Data is always synchronized and backed up
Danger-powered devices are always connected to the Danger service. All user data is automatically and securely backed up over-the-air, and emails, photos, and organzier data are automatically synchronized with a Web-based application. All changes that are made on the device are instantly and automatically reflected on the user’s computer, and vice versa.

That dream is in tatters thanks to a currently unspecified server failure. Problems started over a week ago, culminating in this devastating “status update”:

Regrettably, based on Microsoft/Danger’s latest recovery assessment of their systems, we must now inform you that personal information stored on your device – such as contacts, calendar entries, to-do lists or photos – that is no longer on your Sidekick almost certainly has been lost as a result of a server failure at Microsoft/Danger … we recognize the magnitude of this inconvenience.

The word “inconvenience” does not express what some users are experiencing. Here’s an example:

I too have lost business contacts (over 200), family and friends mailing, email address & phone #. Good luck now with holiday cards.  Without my calendar, I now have no clue when all my upcoming appts are.  In addition, I have lost passwords, account codes and my gym workout routine.  I was unable to do my side jobs over the past two weekends without these codes.  To recover the information will take hours of my time worth way more than the month of service credit in addition to the money I have already lost not being able to work.

The entire reason I chose to stay with the sidekick and renew with t-mobile was because of the piece of mind knowing that my data information was backed up to an online system. 

So what next? People are drawing a variety of conclusions, the most obvious being either that the cloud can never be trusted, and/or that Microsoft can never be trusted. Of course there is no such thing as total data (or any other kind of) security, but risks can be minimized, and in the absence of nuclear war, earthquake or volcanic eruption this looks inexcusable – but bad things happen.

The company is promising an update tomorrow (October 12th).
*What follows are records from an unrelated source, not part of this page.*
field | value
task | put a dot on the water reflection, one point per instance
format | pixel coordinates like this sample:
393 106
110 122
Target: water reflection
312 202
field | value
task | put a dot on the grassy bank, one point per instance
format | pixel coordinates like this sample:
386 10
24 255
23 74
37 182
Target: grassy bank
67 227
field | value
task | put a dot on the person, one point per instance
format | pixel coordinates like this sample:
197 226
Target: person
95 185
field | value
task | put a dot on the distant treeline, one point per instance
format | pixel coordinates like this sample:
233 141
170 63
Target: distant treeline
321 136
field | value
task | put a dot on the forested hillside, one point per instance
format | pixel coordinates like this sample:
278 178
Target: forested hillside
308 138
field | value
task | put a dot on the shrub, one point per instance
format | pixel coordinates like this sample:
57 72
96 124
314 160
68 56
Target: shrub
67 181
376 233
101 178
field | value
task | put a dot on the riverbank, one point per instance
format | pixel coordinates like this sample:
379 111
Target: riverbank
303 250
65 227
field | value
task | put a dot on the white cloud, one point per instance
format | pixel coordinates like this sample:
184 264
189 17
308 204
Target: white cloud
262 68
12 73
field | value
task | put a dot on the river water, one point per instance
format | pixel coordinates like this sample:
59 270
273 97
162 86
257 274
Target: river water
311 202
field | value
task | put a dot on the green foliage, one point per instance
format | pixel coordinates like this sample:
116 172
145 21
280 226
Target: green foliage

Personally I doubt that the data is really irrecoverable, knowing a little about what data forensics can achieve, but it may be economically irrecoverable. Still, the best thing Microsoft could do would be to announce that it can get the data back after all. Failing that, we need to understand as much as possible about what went wrong so that we can make our own judgment about what to conclude.

Presuming that the data does not reappear, this is going to get messy. What happens when the marketing information says one thing, but the small print says another (as is often the case)? One user found this in his contract:

The services and devices are provided on an “as-is” and “with all faults” basis and without warranties of any kind

which may well be typical. Then again, what about T-Mobile’s relationship with Microsoft?

Finally, while I accept that data may be safer in a cloud service provider’s data centre than on my cheap local hard drives, it is also obvious that cloud + local backup is even safer. Apparently this is one thing that Danger made somewhat difficult, and I’ve known this to be true of other cloud-based services.

Update: rumour has it that this was a failed SAN (Storage Area Network) upgrade without a backup. Further rumours of the poor state of Danger (and Windows Mobile) within Microsoft are in this RoughlyDrafted article.

One thought on “When the unthinkable happens: Microsoft/Danger loses customer data”

  1. I am confused though. The person who claims to have lost so much data, why would those details have been deleted from their mobile?

    I can understand if it assumed the cloud service was more current than the phone and so deleted what was missing. However I would expect this service to not do that but in fact always assume the mobile is more current.

    This is however why I still use traditional e-mail instead of GMail, Hotmail, etc. I do not trust anything in the cloud and never will. You simply do not know the companies backup policy.